Support Questions

AceWinner · ‎05-18-2016

Hi,

We have a 12 nodes cluster running CDH 5.4.9 under CM 5.4.5.

Each node has 12 cpus (24 vcores with HT), 128gb of ram and 6 HDDs.
Each of them runs a HDFS datanode daemon, a yarn nodemanager and an impala daemon

Cluster is pretty simple : no Hbase, no sentry, no kerberos.

Since we are on 5.4.9, we were running Impala's ressource management inside of YARN. Because this setup is not supported in CDH 5.5, we wanted to separate Impala from Yarn and reconfigure the static pools accordingly.

These are the steps that were taken on May 17th
1-Shutdown Impala
2-Delete the 2 llama role instances
3-Modify the Impala config to remove Yarn as a ressource manager
4-Start the Static Pool config wizard
5-Set the % as : 5% for HDFS, 10% for Impala and 85% for Yarn. (was 5% HDFS and 95% Yarn before)
6-Restart everything.

Now, after the restart, everything looks like it's running fine. Hive and Impala query runs fine and no errors whatsoever.

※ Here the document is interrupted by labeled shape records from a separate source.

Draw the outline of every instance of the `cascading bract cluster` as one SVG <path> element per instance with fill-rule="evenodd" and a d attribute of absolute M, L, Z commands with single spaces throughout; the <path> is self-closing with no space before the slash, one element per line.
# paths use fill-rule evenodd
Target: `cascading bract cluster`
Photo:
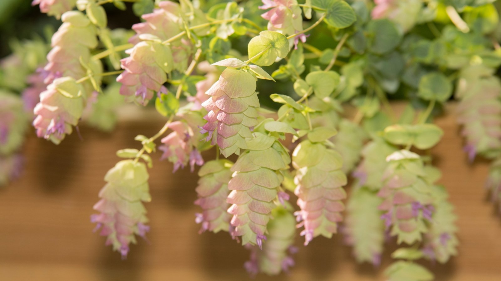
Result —
<path fill-rule="evenodd" d="M 330 238 L 337 232 L 345 209 L 341 200 L 346 198 L 342 186 L 347 178 L 341 170 L 342 157 L 323 142 L 307 140 L 294 150 L 292 163 L 297 170 L 294 193 L 301 208 L 296 214 L 303 220 L 299 226 L 305 228 L 301 232 L 305 244 L 319 235 Z"/>
<path fill-rule="evenodd" d="M 94 206 L 99 212 L 91 216 L 93 222 L 106 236 L 106 245 L 127 257 L 129 244 L 136 244 L 135 235 L 146 238 L 149 226 L 143 202 L 151 200 L 149 191 L 149 176 L 144 163 L 123 160 L 106 173 L 106 185 L 99 192 L 101 198 Z"/>
<path fill-rule="evenodd" d="M 228 209 L 233 215 L 232 235 L 241 236 L 243 245 L 257 244 L 261 248 L 284 180 L 281 170 L 288 168 L 291 158 L 275 138 L 260 132 L 254 134 L 247 139 L 248 150 L 231 167 L 234 174 L 228 184 L 231 192 L 227 202 L 232 204 Z"/>
<path fill-rule="evenodd" d="M 272 211 L 273 218 L 268 222 L 268 234 L 263 249 L 257 246 L 250 248 L 250 260 L 244 264 L 245 269 L 254 276 L 261 272 L 277 275 L 288 272 L 294 266 L 292 255 L 297 249 L 293 245 L 296 232 L 294 216 L 288 210 L 278 206 Z"/>
<path fill-rule="evenodd" d="M 233 174 L 230 170 L 232 164 L 226 160 L 212 160 L 204 164 L 198 171 L 200 179 L 195 190 L 198 199 L 195 204 L 203 210 L 195 214 L 195 221 L 201 224 L 200 232 L 229 231 L 231 216 L 226 212 L 229 204 L 226 200 L 229 194 L 228 182 Z"/>
<path fill-rule="evenodd" d="M 256 79 L 245 70 L 228 68 L 206 92 L 211 97 L 202 104 L 208 113 L 201 132 L 208 132 L 207 140 L 217 144 L 225 157 L 247 148 L 245 138 L 253 136 L 258 124 Z"/>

This morning (May 18th), we noticed that most of our ETLs (mainly Hive jobs) did not run. Looking up the "Yarn Applications" page in Cloudera Manager, there were 3 running applications and a huge list of pending ones. The 3 running applications had the EXACT same problem :

1-M/R was started with 3000+mapper to run and 1099 reducers
2-Most of the mappers completed successfully
3-The reducer started the copy phase while the rest of the mappers continued their job
4-Then, at one point, the job hangs because, for some reasons, pending mappers are never started.

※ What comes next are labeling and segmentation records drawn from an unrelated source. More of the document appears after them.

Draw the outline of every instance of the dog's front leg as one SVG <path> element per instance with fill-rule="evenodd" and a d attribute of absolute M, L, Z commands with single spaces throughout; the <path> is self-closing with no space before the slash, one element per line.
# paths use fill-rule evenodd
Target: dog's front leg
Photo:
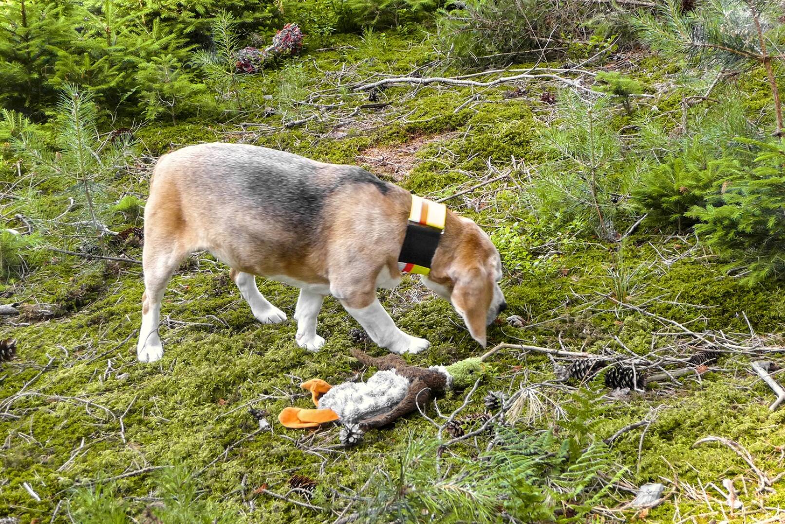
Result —
<path fill-rule="evenodd" d="M 324 345 L 324 339 L 316 335 L 316 317 L 322 309 L 323 295 L 319 295 L 305 289 L 300 290 L 300 298 L 294 310 L 297 321 L 297 343 L 309 351 L 318 351 Z"/>
<path fill-rule="evenodd" d="M 425 339 L 407 335 L 395 324 L 378 299 L 365 307 L 352 307 L 351 300 L 341 299 L 341 303 L 350 315 L 360 322 L 371 339 L 392 353 L 419 353 L 428 349 L 430 343 Z"/>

So we get stuck with a job that has 2-3 pending mappers and 100+ running reducers and it stays like that forever because for some reasons, the pending mappers never get submitted.

At first, I noticed that we had a failover of the ressource manager during the night but it was unrelated : re-running the query ends up doing the exact same problem!

What I've tried :
1-Disabled CGroups altogether --> all M/R jobs now failing
2-Rollback my config by manually setting back Impala inside of Yarn using Llama, re-enabling CGroups and rolling back the following config :
Default Value for : Container Memory Maximum,Container Virtual CPU Cores Maximum,Cgroup CPU Shares,Cgroup I/O Weight
Old values for : Default Number of Reduce Tasks per Job, Container Memory

#2 did the trick but I'm back to square 1 where I can't upgrade to CDH5.5 or newer.

Any clues on where to start the investigation? It's a bit of a pain since this behavior cannot be replicated on our test cluster (not enough data), only in Production...

Thanks!

Wilfred · ‎05-18-2016

I am not sure if you posted to the old mailing list before but the numbers seem to similar to not be the same question.

If you have a case like you describe the reducers can take over the cluster and cause the deadlock like Haibo said. We have fixed some issues in this behaviour in later CDH releases than what you are on.

The number of containers that you can run at the same tim ein the cluster I estimate is somewhere in the 250 to 300 range at a maximum. The only way to prevent that the clusterwill be taken over by just reducers is to set slow start for the job to 1. It might slow down the job a bit but you should never see this kind of deadlock again.

Try it and let us know how it went,

Wilfred

View solution in original post

haibochen · ‎05-18-2016

Sounds a lot like a deadlock problem in MapReduce. The only solution I can think of is to kill the job and start over. Because the chances of getting into a deadlock are very rare, the job should be able to progress at the second run. The deadlock problem has been seen in 5.7 as well. Until it is completely solved in apache hadoop, it will stay for a while.

Wilfred · ‎05-18-2016

I am not sure if you posted to the old mailing list before but the numbers seem to similar to not be the same question.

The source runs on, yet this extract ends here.